Origine del nome[modifica | modifica sorgente]

Dal punto di vista etimologico, Portbou significa porto per le barche da pesca: bou, infatti, è il nome catalano di un tipico peschereccio. In origine Portbou era per l'appunto un rifugio di barche da pesca quando le condizioni del mare non permettevano lo svolgimento dell'attività.

Logo / Stemma de Portbou[modifica | modifica sorgente]

Evolutionlogoportbou.png

Turismo[modifica | modifica sorgente]

Attualmente a Portbou non vi sono più barche da pesca, ed il porto è dedicato esclusivamente al turismo, con tutte le attrezzature necessarie. Oltre al porto ci sono le spiagge di Platja del Pi, Platja del Claper e Les Tres Platjetes (le tre spiaggette).
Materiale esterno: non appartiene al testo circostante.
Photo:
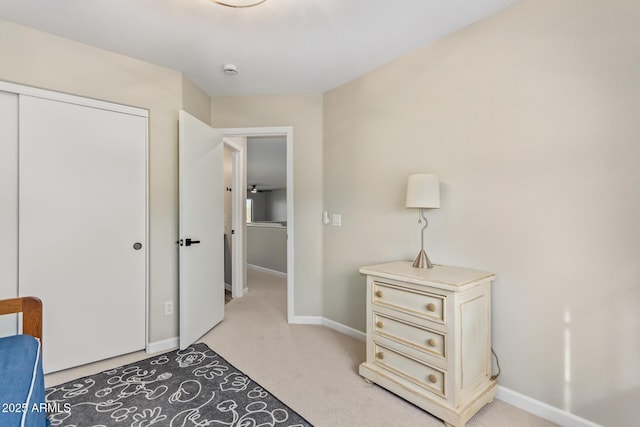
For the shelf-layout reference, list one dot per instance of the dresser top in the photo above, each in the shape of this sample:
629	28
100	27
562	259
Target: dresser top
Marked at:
453	278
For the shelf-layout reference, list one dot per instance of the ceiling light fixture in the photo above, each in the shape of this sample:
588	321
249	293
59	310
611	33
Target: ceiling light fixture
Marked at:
239	3
230	69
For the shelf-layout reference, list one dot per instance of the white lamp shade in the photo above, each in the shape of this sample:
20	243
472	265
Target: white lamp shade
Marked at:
423	191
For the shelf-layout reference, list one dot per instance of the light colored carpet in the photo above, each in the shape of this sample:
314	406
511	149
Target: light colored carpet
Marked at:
312	369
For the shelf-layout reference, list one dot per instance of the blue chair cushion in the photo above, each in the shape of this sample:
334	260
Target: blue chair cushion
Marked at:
21	382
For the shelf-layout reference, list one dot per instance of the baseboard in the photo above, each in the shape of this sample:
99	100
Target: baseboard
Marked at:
511	397
164	345
541	409
318	320
306	320
267	270
344	329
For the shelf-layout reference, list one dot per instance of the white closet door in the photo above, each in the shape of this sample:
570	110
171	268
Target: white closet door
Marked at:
82	208
8	205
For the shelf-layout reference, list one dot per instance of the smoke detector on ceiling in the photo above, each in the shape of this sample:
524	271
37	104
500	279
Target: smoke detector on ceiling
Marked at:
230	69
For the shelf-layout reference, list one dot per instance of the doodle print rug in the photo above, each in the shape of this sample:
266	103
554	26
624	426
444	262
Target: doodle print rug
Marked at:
185	388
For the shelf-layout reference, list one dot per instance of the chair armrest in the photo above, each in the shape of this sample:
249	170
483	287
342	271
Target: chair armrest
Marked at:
31	309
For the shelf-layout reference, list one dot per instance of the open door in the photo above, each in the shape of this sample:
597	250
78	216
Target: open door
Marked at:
201	228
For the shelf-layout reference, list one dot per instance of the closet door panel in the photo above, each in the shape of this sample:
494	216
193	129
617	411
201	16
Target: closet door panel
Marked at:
82	209
8	206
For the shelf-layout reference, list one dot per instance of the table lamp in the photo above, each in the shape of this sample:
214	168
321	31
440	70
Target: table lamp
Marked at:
423	192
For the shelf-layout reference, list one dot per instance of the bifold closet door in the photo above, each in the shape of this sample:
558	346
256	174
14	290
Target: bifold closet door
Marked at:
82	228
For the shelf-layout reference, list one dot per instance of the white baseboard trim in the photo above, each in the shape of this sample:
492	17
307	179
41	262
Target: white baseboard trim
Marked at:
526	403
344	329
267	270
318	320
164	345
306	320
541	409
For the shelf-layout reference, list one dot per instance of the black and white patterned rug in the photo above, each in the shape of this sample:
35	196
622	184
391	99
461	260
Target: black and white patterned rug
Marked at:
185	388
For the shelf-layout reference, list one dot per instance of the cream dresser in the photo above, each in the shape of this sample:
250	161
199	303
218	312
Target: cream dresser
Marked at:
429	337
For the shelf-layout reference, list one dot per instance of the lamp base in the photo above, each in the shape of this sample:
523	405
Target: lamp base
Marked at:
422	260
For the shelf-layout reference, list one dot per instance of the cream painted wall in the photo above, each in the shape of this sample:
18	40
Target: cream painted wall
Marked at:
531	120
195	101
304	114
39	59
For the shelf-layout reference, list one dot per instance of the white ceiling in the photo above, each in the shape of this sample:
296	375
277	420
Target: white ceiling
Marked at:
280	46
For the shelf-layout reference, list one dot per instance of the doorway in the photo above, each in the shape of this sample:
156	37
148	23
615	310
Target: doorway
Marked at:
237	137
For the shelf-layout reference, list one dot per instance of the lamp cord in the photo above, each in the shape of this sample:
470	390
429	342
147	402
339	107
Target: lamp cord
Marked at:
497	364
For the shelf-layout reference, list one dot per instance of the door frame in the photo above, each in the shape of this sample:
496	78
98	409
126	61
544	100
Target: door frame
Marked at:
287	133
238	253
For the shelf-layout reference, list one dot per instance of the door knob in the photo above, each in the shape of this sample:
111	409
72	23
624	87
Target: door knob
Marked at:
189	242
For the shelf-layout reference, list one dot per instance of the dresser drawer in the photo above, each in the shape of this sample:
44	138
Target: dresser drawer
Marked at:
426	305
415	336
428	377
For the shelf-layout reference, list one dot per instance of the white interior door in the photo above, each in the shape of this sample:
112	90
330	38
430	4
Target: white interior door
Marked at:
8	206
82	228
201	154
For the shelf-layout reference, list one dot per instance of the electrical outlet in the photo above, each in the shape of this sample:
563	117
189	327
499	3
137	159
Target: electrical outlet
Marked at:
168	308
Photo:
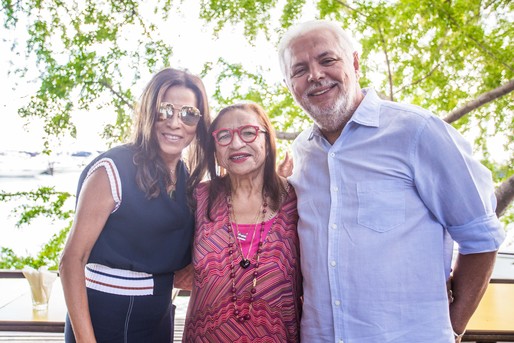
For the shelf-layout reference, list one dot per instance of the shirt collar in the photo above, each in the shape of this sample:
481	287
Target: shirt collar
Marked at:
366	113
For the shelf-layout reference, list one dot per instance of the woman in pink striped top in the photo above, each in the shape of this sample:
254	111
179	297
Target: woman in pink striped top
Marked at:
247	280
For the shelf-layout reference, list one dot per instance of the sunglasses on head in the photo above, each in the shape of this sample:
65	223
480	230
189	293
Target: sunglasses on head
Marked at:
189	115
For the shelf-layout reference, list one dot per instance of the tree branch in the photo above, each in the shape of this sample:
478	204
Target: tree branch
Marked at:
389	73
481	100
117	94
418	80
481	46
504	195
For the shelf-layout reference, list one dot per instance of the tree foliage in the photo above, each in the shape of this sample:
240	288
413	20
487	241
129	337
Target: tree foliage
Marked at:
43	202
453	57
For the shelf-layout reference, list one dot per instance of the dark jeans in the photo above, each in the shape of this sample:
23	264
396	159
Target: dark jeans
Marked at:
128	319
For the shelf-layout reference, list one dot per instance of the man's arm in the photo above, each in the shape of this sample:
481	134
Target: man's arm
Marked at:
471	276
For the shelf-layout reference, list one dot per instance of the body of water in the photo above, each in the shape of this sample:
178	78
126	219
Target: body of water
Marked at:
28	239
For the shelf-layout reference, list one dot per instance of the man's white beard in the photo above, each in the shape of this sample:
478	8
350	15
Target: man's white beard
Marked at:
331	118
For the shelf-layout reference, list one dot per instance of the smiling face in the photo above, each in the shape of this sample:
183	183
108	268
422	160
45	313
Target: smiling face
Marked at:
323	78
241	159
173	136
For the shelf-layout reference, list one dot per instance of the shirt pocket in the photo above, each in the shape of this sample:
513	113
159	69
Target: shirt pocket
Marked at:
381	205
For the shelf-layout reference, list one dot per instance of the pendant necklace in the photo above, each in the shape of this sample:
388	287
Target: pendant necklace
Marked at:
245	262
171	193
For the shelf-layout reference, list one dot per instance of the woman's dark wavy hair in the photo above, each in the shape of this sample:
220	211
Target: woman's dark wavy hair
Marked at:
220	184
150	166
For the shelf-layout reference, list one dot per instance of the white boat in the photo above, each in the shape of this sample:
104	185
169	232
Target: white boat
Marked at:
22	164
70	162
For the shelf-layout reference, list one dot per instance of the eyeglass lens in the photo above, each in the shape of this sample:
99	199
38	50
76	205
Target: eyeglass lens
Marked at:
189	115
247	133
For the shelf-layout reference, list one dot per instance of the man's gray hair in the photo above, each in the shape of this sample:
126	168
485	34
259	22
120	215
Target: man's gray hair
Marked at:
345	41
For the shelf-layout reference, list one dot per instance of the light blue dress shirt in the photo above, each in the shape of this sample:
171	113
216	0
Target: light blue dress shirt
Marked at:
379	211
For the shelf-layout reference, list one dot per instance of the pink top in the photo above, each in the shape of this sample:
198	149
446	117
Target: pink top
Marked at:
217	296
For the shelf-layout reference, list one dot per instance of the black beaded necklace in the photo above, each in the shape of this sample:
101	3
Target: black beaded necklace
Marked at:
245	262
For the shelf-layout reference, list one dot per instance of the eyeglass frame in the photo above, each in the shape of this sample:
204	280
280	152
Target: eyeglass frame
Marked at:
238	131
164	111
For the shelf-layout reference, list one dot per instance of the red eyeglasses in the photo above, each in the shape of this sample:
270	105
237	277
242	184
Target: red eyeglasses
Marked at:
247	133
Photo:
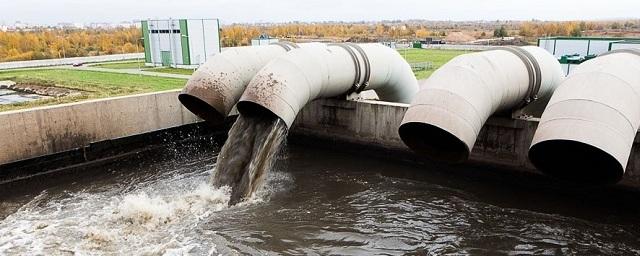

Folklore[modifica | modifica sorgente]

Le feste, come nelle altre località catalane, sono numerose. Caratteristica è la Festa major, che termina con il correfoc, in cui bisogna essere svelti nello sfuggire ai petardi sibilanti lanciati da figuranti vestiti da diavoli. In queste feste si balla la sardana, danza folkloristica tipica della Catalogna, che sarebbe nata proprio nella comarca dell'Emportà ed avrebbe origini greche. Si tratta di un ballo tondo, lento, basato su musiche di strumenti a fiato.